For the fourth event in a row, a team of sim racers has beaten professional racing drivers at the showpiece Race of Champions (ROC) — this time going one step further and winning an entire knockout match against the pros.
If you’re not familiar with the annual ROC, it’s an invitational tournament that sees drivers race an unusual mixture of vehicles around a super-special stage circuit. Each race consists of a single lap of the course, but drivers pass the finish line twice as there’s an inside lane and an outside lane on the figure-eight track.
The drivers invited include some of the biggest names in the sport from several different disciplines. There’s current and former F1 drivers like Sebastian Vettel, Mick Schumacher, and Valtteri Bottas, rally champions Sebastien Loeb, Tanner Foust, and Travis Pastrana, and even IndyCar gets representation in Felix Rosenqvist.
Along with the solo competition, which runs on the second day of each event, there’s a Nations Cup tournament where drivers are paired up by nationality. The drivers on each team race each other once apiece.
As with previous seasons, there’s also a special sim-racers squad for drivers who qualify through an eRace of Champions (eROC) event. This year that consisted of Lucas Blakeley, who won the event, and the defending champion Jarno Opmeer who came second; interestingly that’s the second successive year for that lineup, with Blakeley memorably beating Vettel in the real cars in 2022.

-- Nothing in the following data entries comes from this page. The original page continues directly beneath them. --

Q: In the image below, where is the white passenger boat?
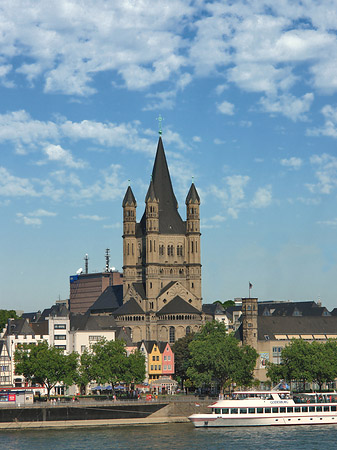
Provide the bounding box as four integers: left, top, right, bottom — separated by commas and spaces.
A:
189, 390, 337, 427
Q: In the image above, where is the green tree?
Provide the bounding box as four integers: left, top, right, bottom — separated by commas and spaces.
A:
213, 300, 235, 310
186, 321, 258, 392
0, 310, 20, 330
14, 341, 78, 399
75, 349, 95, 395
311, 340, 337, 391
124, 350, 146, 385
90, 339, 129, 387
172, 333, 195, 388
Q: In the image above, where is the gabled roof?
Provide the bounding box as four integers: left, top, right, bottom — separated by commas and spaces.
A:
140, 137, 185, 234
122, 185, 137, 207
5, 319, 34, 336
157, 281, 177, 298
116, 327, 134, 347
138, 340, 157, 353
186, 183, 200, 204
145, 179, 157, 202
157, 296, 202, 315
87, 285, 123, 314
70, 314, 117, 331
158, 341, 171, 353
258, 301, 329, 317
31, 321, 48, 336
112, 298, 145, 316
257, 316, 337, 339
202, 303, 225, 316
133, 283, 146, 300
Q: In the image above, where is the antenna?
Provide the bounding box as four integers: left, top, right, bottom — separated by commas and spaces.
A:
105, 248, 110, 272
84, 254, 89, 274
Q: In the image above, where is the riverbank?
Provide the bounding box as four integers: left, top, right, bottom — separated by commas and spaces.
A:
0, 398, 209, 430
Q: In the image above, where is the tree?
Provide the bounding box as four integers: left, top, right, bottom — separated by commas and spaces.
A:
0, 310, 19, 330
172, 332, 195, 388
14, 341, 78, 399
213, 300, 235, 310
186, 321, 258, 392
124, 350, 146, 386
74, 349, 95, 395
90, 339, 129, 387
311, 340, 337, 391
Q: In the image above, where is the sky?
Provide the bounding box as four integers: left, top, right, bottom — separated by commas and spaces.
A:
2, 0, 337, 313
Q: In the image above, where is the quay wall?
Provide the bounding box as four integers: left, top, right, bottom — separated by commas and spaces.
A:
0, 398, 211, 429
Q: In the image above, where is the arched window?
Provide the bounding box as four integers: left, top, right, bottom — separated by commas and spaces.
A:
186, 326, 191, 335
169, 327, 175, 343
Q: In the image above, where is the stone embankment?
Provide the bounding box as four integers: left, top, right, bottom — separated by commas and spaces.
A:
0, 397, 211, 430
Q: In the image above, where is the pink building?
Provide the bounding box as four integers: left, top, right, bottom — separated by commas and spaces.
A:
160, 342, 174, 376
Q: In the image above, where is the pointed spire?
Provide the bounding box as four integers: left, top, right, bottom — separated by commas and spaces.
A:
122, 185, 137, 207
186, 182, 200, 205
141, 137, 185, 234
145, 179, 157, 202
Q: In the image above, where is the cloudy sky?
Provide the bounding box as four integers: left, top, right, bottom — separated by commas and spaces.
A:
2, 0, 337, 312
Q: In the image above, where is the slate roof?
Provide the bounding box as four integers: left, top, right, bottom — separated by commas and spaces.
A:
70, 314, 117, 331
112, 298, 145, 316
140, 137, 185, 235
157, 281, 177, 298
31, 321, 48, 336
38, 303, 69, 322
186, 183, 200, 204
202, 303, 225, 315
138, 340, 157, 353
122, 185, 137, 206
133, 283, 146, 300
235, 316, 337, 341
116, 327, 134, 346
157, 296, 202, 315
145, 179, 157, 202
87, 285, 123, 314
258, 301, 330, 317
5, 318, 34, 336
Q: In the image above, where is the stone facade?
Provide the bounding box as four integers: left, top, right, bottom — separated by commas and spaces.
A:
114, 137, 209, 342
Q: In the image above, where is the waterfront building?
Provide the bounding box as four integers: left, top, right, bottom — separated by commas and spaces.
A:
138, 340, 174, 384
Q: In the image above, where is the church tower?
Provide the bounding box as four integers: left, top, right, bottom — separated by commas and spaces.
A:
120, 136, 204, 342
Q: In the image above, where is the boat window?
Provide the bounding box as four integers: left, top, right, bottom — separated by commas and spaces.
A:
301, 407, 308, 413
287, 407, 293, 413
294, 407, 300, 413
240, 408, 247, 414
331, 406, 337, 412
316, 406, 322, 412
222, 408, 229, 414
257, 408, 263, 413
231, 408, 238, 414
309, 406, 315, 413
272, 407, 279, 413
215, 408, 221, 414
264, 408, 271, 413
324, 406, 330, 412
248, 408, 255, 414
280, 407, 286, 413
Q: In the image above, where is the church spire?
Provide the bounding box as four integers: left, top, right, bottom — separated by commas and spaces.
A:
141, 137, 184, 234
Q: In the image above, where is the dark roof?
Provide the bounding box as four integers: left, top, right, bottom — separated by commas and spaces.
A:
70, 314, 117, 331
113, 298, 145, 316
31, 321, 48, 336
88, 285, 123, 314
5, 319, 34, 336
116, 327, 134, 346
138, 340, 168, 353
202, 303, 225, 315
133, 283, 146, 300
38, 303, 69, 321
157, 296, 202, 315
157, 281, 177, 297
145, 179, 157, 202
257, 316, 337, 340
258, 301, 330, 317
140, 137, 185, 234
186, 183, 200, 204
122, 185, 137, 207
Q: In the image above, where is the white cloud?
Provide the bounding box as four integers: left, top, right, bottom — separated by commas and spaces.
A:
280, 157, 303, 170
193, 136, 202, 143
76, 214, 106, 221
307, 153, 337, 194
217, 100, 235, 115
260, 93, 314, 121
16, 209, 56, 226
308, 105, 337, 138
317, 218, 337, 227
0, 167, 38, 197
42, 144, 87, 169
251, 186, 272, 208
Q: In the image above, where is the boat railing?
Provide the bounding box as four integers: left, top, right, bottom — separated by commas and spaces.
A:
293, 394, 337, 404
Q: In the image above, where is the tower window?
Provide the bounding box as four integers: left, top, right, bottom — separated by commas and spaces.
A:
169, 327, 175, 343
191, 241, 194, 253
168, 245, 174, 256
159, 245, 164, 255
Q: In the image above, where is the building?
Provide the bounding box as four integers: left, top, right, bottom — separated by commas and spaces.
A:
237, 297, 337, 382
112, 136, 211, 343
70, 270, 123, 314
138, 340, 175, 384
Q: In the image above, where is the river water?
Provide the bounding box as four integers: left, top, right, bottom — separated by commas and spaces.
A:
1, 423, 336, 450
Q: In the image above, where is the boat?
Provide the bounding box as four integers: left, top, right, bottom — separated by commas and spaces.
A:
189, 390, 337, 427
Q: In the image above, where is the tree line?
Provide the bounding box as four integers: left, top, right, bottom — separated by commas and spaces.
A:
267, 339, 337, 391
173, 321, 259, 392
14, 339, 145, 398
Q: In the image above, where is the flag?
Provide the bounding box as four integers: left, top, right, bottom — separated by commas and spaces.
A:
249, 282, 253, 289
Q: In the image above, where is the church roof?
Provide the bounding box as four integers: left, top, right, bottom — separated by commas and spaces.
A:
113, 298, 145, 316
157, 281, 177, 297
141, 137, 185, 234
87, 285, 123, 314
122, 185, 137, 206
70, 314, 117, 331
186, 183, 200, 204
145, 179, 157, 202
133, 282, 146, 299
157, 296, 202, 315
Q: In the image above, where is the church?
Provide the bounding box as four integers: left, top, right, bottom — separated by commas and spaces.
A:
112, 136, 210, 342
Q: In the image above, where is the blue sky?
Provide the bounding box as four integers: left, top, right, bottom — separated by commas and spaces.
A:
2, 0, 337, 312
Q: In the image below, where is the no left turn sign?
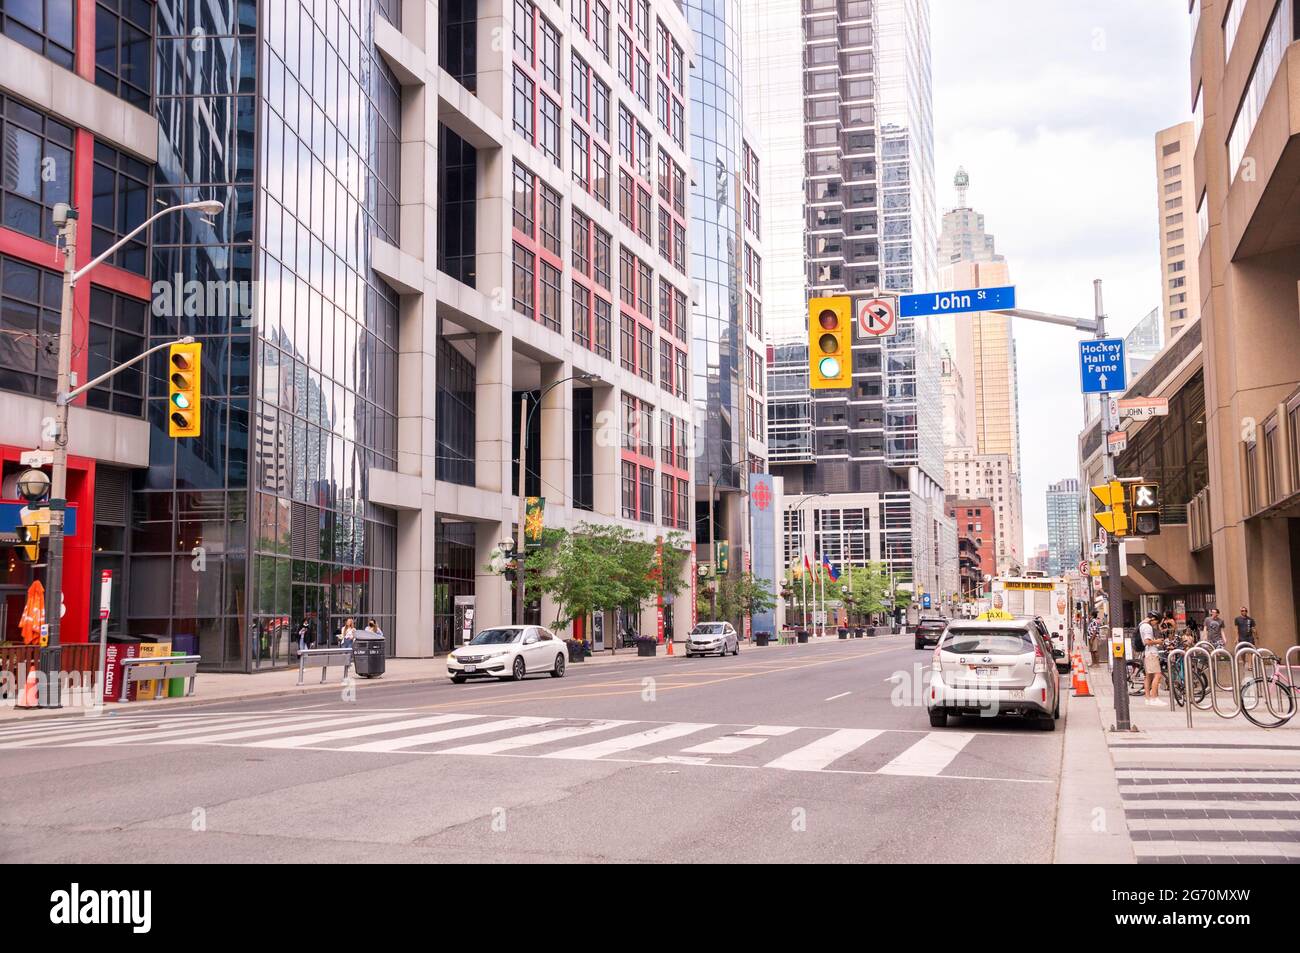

This year’s event returned to the snow of Pite Havsbad in Sweden, with a track carved out of the ice on the Baltic Sea, and the eROC team faced probably the unkindest draw of all against Team Finland. With Valtteri Bottas and Mika Hakkinen racing, and the icy nature of the track, nobody would have blamed the sim racers for falling to a whitewash.
That’s not what happened though, as Blakeley put Bottas to the sword in the first race in the Cupra UrbanRebels and won by four seconds from the Alfa Romeo F1 driver. Incredibly he’d repeat that feat against Hakkinen, beating the two-time F1 champion in the Supercar Lites.
While Opmeer couldn’t register a win against the Finns, he was close enough that, with the scores tied at 2-2, Team eROC would advance on aggregate time and to a repeat match of 2022’s event against Team Germany.
However that didn’t quite go the same way as last year, with Vettel taking revenge en route to a 3-0 win for the F1 pros.
Sim racers have been part of the ROC mix since the 2018 event, which saw Rudy van Buren and Enzo Bonito take part and van Buren secure two wins for the team against Timo Bernhard and then-F2 driver Lando Norris.
Bonito returned the following year, and beat ex-F1 driver Lucas di Grassi, with James Baldwin taking the other seat in the sim racing squad — and victory against Ruben Garcia Jr., champion of NASCAR Mexico.